Unanswered Questions in IraqWashington Post,
Monday, June 22, 1998; Page A20
It is reassuring to hear from Mohammed ElBaradei, director general of the International Atomic Energy Agency [IAEA], that his agency doesn't want to "close the nuclear file" on Iraq ["Iraq's Nuclear File: Still Open," op-ed, June 1]. Nonetheless, Mr. ElBaradei wants to change the IAEA's posture in Iraq from investigative inspections to primarily passive environmental monitoring, thereby making it easier for Iraqi scientists to conceal what the IAEA is looking for. Any such move is premature until a number of outstanding questions about the Iraqi "Manhattan Project," raised by the IAEA itself in a report last October, are resolved.
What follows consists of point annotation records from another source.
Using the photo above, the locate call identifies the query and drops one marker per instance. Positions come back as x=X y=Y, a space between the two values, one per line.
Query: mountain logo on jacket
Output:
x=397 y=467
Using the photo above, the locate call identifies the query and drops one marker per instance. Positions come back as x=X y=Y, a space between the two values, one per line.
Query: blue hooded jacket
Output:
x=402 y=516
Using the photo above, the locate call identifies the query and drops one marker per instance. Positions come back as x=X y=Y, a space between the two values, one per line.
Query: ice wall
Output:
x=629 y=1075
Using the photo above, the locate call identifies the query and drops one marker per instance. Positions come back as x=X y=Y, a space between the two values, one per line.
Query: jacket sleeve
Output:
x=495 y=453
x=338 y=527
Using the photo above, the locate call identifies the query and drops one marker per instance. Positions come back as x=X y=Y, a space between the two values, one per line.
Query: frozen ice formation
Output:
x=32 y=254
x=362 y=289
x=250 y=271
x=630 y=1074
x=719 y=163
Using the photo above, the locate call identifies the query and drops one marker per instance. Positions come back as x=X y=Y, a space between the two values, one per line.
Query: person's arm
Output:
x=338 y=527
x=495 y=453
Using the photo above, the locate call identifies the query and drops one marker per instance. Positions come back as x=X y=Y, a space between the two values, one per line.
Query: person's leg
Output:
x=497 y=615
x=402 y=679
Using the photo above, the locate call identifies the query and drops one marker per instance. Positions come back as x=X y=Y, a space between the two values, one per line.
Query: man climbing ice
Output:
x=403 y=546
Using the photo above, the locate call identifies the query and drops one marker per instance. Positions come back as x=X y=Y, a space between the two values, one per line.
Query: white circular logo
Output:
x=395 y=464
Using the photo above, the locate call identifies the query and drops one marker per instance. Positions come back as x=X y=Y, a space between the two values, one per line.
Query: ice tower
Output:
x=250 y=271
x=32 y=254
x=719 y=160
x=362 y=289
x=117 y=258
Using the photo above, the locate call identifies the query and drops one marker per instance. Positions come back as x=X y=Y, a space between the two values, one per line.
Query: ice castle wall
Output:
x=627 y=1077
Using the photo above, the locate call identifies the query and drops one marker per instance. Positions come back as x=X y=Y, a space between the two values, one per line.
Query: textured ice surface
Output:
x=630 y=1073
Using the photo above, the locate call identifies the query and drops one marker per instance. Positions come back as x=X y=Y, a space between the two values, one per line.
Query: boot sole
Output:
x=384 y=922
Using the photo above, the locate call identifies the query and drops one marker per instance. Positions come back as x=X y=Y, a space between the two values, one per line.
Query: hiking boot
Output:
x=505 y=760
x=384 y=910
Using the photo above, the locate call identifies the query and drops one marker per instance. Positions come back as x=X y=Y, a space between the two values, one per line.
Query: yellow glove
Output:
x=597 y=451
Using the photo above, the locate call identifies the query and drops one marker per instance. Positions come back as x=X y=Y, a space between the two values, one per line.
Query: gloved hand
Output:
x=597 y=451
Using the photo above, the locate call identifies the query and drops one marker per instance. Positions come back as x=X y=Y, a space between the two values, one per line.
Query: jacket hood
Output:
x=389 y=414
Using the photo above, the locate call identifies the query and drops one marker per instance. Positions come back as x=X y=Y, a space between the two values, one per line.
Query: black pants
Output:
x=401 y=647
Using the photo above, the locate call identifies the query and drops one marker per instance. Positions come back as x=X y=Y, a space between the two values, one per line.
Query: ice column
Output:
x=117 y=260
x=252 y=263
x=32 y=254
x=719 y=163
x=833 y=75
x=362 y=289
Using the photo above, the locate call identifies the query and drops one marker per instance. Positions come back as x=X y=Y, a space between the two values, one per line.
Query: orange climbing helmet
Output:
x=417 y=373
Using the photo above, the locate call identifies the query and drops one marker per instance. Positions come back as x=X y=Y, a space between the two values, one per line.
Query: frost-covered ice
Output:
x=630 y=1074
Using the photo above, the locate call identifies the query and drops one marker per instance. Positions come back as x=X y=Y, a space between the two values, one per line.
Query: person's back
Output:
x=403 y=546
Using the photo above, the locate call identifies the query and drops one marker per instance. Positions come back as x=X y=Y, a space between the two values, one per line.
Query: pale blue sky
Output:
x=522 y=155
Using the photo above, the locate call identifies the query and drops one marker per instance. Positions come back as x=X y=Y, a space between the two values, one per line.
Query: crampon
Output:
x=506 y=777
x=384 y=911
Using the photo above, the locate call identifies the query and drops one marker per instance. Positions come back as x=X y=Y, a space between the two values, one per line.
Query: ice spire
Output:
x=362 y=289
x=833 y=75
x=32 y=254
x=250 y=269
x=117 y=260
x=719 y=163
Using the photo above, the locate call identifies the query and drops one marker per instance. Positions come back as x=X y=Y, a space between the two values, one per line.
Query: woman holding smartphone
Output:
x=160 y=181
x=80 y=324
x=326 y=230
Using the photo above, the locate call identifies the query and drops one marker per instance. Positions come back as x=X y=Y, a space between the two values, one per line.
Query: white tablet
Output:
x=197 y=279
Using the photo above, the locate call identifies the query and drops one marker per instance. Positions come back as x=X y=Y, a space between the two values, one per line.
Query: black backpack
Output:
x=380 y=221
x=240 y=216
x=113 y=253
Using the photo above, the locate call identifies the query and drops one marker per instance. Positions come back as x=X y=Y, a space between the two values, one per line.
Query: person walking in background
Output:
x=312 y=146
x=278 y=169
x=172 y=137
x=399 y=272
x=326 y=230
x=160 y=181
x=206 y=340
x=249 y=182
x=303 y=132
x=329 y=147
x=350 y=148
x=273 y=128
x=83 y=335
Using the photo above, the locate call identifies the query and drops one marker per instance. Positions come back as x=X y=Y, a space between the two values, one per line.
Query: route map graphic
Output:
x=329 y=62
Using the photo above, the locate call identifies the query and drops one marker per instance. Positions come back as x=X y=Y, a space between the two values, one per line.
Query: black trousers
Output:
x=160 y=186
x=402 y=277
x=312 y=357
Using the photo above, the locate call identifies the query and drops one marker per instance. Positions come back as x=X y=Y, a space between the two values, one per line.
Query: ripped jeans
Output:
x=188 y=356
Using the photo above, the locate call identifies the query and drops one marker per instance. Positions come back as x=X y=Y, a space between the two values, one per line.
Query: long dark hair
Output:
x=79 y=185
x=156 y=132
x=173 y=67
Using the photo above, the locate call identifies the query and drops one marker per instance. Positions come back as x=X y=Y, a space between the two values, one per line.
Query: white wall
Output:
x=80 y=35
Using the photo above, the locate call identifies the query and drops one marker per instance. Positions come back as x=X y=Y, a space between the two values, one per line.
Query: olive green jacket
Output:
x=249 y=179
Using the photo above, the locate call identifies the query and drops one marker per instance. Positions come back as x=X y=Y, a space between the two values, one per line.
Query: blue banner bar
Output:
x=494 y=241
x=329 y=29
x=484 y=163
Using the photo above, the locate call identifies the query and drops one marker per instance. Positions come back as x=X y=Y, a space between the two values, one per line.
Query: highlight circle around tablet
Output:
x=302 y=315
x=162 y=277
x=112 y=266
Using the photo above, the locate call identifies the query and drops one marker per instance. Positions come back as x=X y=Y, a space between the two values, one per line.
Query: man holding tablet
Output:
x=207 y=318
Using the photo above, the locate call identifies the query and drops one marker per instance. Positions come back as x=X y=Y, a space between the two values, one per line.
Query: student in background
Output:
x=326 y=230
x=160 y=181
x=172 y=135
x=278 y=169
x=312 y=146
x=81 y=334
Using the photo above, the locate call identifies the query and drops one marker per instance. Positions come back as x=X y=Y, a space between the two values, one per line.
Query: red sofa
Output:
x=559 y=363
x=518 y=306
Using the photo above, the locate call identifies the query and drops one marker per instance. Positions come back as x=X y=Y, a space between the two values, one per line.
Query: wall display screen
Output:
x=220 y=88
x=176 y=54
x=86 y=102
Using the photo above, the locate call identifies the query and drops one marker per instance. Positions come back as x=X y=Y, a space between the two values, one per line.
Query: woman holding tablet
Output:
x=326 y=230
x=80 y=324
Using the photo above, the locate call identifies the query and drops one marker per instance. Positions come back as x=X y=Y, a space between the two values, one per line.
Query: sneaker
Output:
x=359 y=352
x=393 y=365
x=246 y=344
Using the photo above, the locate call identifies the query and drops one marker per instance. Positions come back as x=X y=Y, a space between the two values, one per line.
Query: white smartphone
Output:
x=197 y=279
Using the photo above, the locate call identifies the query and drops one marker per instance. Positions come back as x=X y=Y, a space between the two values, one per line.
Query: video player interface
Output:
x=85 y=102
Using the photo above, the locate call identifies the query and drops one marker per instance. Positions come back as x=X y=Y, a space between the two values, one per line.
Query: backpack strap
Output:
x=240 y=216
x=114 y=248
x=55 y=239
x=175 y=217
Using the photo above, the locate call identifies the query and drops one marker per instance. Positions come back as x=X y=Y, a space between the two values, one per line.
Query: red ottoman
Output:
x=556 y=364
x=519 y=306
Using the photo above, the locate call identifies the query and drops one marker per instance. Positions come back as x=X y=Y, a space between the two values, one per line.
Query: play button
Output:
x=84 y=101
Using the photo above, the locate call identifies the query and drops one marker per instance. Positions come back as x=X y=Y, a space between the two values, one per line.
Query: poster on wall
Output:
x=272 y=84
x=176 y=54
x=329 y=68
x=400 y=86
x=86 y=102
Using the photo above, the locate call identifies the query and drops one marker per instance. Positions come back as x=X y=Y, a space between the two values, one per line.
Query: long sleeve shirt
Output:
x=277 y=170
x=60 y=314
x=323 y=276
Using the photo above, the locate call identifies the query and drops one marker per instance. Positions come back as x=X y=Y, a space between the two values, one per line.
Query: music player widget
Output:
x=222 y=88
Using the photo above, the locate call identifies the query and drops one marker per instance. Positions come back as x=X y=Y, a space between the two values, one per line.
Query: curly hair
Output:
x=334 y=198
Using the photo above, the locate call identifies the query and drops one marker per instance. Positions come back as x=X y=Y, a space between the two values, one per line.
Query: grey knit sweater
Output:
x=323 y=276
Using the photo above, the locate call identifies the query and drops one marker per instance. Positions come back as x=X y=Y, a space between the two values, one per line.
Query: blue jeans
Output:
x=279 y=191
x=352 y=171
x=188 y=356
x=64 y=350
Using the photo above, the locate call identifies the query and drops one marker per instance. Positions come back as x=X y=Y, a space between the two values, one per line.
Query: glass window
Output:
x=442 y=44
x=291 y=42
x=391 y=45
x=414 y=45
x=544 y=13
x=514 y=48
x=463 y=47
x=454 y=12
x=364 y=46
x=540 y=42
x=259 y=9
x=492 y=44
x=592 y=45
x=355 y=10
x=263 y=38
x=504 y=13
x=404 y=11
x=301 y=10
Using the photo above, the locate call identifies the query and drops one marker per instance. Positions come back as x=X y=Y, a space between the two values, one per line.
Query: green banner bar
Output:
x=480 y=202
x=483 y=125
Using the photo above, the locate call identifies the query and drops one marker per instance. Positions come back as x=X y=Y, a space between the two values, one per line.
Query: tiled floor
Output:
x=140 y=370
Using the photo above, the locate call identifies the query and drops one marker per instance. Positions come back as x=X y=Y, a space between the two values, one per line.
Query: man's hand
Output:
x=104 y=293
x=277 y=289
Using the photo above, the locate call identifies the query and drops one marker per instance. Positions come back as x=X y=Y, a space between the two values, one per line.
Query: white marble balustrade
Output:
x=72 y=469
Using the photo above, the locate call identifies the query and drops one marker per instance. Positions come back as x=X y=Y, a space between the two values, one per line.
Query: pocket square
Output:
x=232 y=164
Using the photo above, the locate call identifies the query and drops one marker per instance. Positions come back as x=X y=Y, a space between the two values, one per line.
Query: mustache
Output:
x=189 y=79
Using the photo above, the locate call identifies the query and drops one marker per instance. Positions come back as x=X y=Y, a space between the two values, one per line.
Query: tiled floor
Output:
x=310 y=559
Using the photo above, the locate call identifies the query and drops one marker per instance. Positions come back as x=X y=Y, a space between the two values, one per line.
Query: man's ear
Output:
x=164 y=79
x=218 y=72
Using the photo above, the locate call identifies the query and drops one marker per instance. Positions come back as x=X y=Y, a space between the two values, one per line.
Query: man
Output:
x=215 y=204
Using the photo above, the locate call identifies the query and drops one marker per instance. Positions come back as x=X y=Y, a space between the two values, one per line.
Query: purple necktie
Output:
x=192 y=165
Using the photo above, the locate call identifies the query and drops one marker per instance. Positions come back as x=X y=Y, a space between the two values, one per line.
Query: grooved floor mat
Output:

For example, Iraq never surrendered its bomb-design documents. Iraq has admitted fabrication of nuclear-bomb components for testing but never turned them over (contrary to Mr. ElBaradei's claim that the IAEA has neutralized "all weapon-related items that came to knowledge"). The equipment used to make these components has not been accounted for fully. Iraq has imported such equipment since the gulf war, but continues to withhold details about its postwar procurement network. How can we accept Mr. ElBaradei's statement that the IAEA has "neutralized" Iraq's bomb program if the IAEA still does not know all of Iraq's foreign suppliers?
Mr. ElBaradei refers to scientists and engineers who "worked" in Iraq's clandestine nuclear program even though they all remain in Iraq and, by the IAEA's admission, are difficult to monitor as they are transferred to the "private sector" (whatever that means in Iraq). He acknowledges the "technical challenge" to IAEA monitoring if Iraq were to acquire weapons-usable nuclear material from abroad -- politesse for admitting that these scientists could construct a workable nuclear bomb undetected if they acquired plutonium or bomb-grade uranium on the black market. This warning was contained in the IAEA's report to the Security Council last October, but was oddly absent from the most recent report, which reinforced the call by China, France and Russia to close the Iraqi nuclear file.
At U.S. insistence, the Security Council in May made the right decision that all unanswered questions about Iraq's nuclear program must be resolved before any shift from inspections to monitoring takes place. Mr. ElBaradei should ask the IAEA board of governors to support the Security Council's position and to direct the leader of the IAEA Action Team in Iraq, Gary Dillon, to make finding answers to the unresolved questions his top priority.
The writers are, respectively, research director and president of the Nuclear Control Institute.